World Powers Vowed to Cut Greenhouse Gases: They're Still Rising Perilously - pseudolus
https://www.nytimes.com/2019/11/26/climate/greenhouse-gas-emissions-carbon.html
======
dr_dshiv
>Coal use is declining sharply, especially in the United States and Western
Europe, according to an analysis by Carbon Brief. Renewable energy is
expanding fast, though not nearly as fast as necessary. And city and state
governments around the world, including in the United States, are rolling out
stricter rules on tailpipe pollution from cars.
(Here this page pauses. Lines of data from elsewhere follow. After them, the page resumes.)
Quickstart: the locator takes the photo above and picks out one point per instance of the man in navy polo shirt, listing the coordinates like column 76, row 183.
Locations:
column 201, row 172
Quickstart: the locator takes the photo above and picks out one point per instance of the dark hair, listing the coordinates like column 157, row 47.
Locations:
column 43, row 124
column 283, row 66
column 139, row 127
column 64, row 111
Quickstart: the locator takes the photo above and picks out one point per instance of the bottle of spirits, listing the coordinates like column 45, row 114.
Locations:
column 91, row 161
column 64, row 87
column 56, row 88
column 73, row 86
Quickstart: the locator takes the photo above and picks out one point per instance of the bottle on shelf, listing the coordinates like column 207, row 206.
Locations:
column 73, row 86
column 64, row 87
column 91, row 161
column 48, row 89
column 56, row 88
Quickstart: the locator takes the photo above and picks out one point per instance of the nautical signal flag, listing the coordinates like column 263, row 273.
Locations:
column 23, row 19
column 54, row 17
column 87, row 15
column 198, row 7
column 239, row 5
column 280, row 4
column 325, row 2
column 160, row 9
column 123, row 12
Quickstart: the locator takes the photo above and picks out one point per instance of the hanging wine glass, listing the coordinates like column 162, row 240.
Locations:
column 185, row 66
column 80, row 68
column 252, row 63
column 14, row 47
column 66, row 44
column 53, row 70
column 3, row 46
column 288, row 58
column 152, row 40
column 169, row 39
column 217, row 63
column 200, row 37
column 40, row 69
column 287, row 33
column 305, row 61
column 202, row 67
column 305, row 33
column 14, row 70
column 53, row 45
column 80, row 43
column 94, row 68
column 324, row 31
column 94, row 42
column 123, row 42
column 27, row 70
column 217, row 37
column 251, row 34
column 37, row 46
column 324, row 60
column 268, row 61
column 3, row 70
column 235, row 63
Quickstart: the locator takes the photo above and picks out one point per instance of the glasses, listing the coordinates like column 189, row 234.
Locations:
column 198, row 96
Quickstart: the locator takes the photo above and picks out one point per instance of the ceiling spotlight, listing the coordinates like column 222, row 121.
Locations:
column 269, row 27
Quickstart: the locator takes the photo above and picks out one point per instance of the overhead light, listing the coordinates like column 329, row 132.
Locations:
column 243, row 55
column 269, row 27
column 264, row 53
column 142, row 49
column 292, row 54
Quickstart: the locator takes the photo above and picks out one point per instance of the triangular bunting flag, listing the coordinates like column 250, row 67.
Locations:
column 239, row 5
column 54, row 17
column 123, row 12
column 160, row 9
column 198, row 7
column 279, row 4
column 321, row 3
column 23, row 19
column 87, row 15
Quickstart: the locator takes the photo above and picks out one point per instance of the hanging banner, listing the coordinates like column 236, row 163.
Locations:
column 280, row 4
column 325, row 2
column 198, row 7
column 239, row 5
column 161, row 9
>Those who have followed the diplomatic negotiations say they are confronted
by something of a cognitive dissonance when they think about this moment. The
world’s biggest polluters are nowhere near where they should be to draw down
their emissions at a time when the human toll of climate change is near
impossible to ignore.

>And yet, renewable energy is spreading faster than could have been
anticipated even a few years ago; electric buses and cars are proliferating
and young people are protesting by the millions in rich and poor countries
alike. Even in the United States, with its persistent denialist movement, how
to deal with climate change is a resonant issue in the presidential campaign.

>“There’s a bit of a best of times, worst of times about this,” said David
Waskow, director of the international climate initiative at the World
Resources Institute, a research and advocacy group.